On the one hand, is the tbl()
function which is a SQL statement of type SELECT * FROM Table
this works over DBMS and to retrieve data from database server it need a pull function like collect()
. On the other hand, is the function dbGetQuery()
which retrieves the data into R session using a SQL query. Both requires a connection to server and a statement, but the first create the statement using SQL translations and the other is the user which write the SQL query.
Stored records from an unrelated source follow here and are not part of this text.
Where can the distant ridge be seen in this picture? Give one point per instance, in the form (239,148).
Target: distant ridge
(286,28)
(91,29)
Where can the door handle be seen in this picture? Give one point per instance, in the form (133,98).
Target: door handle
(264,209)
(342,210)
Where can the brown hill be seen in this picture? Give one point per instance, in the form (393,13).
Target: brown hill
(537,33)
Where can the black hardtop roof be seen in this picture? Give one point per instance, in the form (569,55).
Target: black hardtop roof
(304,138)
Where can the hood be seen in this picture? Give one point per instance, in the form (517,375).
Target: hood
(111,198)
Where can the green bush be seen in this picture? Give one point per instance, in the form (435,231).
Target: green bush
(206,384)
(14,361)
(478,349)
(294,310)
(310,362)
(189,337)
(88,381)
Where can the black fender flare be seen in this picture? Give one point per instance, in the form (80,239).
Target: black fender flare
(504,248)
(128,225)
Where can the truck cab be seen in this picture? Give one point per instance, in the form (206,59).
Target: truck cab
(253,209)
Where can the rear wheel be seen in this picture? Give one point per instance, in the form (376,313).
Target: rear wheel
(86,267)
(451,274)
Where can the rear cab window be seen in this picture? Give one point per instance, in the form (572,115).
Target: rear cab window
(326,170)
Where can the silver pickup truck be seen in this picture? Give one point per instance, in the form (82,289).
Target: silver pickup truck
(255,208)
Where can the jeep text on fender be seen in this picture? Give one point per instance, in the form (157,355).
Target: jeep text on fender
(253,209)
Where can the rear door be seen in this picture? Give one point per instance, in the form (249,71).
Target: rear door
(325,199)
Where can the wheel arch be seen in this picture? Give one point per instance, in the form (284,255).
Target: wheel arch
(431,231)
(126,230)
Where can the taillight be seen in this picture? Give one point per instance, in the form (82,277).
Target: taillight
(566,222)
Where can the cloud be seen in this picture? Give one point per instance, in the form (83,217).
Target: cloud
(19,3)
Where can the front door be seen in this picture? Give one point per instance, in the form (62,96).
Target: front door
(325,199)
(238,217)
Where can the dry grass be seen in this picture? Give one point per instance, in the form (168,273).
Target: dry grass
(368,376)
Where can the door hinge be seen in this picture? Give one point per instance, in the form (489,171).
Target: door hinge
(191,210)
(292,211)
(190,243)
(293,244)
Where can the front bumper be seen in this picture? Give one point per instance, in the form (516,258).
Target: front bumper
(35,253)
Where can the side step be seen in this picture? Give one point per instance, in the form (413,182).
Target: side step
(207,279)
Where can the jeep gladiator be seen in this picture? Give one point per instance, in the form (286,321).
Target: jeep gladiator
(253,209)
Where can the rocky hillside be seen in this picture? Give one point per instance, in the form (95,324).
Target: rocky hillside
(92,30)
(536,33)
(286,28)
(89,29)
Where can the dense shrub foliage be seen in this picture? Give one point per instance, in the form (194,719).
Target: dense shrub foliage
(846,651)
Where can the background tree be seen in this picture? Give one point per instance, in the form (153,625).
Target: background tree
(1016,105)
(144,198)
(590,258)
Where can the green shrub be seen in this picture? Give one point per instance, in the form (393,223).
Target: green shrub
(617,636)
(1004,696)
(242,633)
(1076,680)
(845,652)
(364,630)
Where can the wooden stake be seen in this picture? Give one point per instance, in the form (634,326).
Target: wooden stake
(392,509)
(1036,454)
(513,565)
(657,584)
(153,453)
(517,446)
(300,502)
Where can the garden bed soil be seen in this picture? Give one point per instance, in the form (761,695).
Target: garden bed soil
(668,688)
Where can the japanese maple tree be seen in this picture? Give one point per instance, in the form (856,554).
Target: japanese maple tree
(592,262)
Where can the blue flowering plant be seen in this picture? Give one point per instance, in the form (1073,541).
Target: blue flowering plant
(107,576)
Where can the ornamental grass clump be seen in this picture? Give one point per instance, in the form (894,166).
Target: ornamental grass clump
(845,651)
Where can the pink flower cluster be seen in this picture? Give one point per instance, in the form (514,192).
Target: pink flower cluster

To illustrate I will use a temporal table tmp
in a postgreSQL DBMS:
# Example on postgreSQL
library(tidyverse)
library(dbplyr)
library(RPostgreSQL)
library(DBI) # This is loaded with RPostgreSQL package
con <- dbConnect(PostgreSQL(),
dbname="test",
host="localhost",
port=5432,
user="user",
password="pass")
Dummy data to PostgreSQL server
date <- data_frame(Col1 = c("20180212", "20180213"),
Col2 = c("A", "B"))
dbWriteTable(con, "tmp", date, temporary = TRUE)
With tbl()
function
tbl(con, "tmp") %>% show_query()
#><SQL>
#>SELECT *
#>FROM "tmp"
tbl(con, "tmp") %>%
mutate(date = to_date(Col1, "YYYYMMDD")) %>%
show_query()
#><SQL>
#>SELECT "row.names", "Col1", "Col2", TO_DATE("Col1", 'YYYYMMDD') AS "date"
#>FROM "tmp"
tbl(con, "tmp") %>%
mutate(date = to_date(Col1, "YYYYMMDD")) %>% #this works on DBMS
collect() %>% #This retrive to R session
str()
#>Classes ‘tbl_df’, ‘tbl’ and 'data.frame': 2 obs. of 3 variables:
#> $ row.names: chr "1" "2"
#> $ Col1 : chr "20180212" "20180213"
#> $ Col2 : chr "A" "B"
#> $ date : Date, format: "2018-02-12" "2018-02-13"
With dbGetQuery()
function
dbGetQuery(con, "SELECT * FROM tmp") %>%
str()
#>'data.frame': 2 obs. of 3 variables:
#> $ row.names: chr "1" "2"
#> $ Col1 : chr "20180212" "20180213"
#> $ Col2 : chr "A" "B"
dbGetQuery(con, "SELECT * FROM tmp") %>%
mutate(date = as.Date(Col1, format = "%Y%m%d")) %>% #This works on R session
str()
#>'data.frame': 2 obs. of 4 variables:
#> $ row.names: chr "1" "2"
#> $ Col1 : chr "20180212" "20180213"
#> $ Col2 : chr "A" "B"
#> $ date : Date, format: "2018-02-12" "2018-02-13"
Conclusion
tbl()
function is a high level over dbGetQuery()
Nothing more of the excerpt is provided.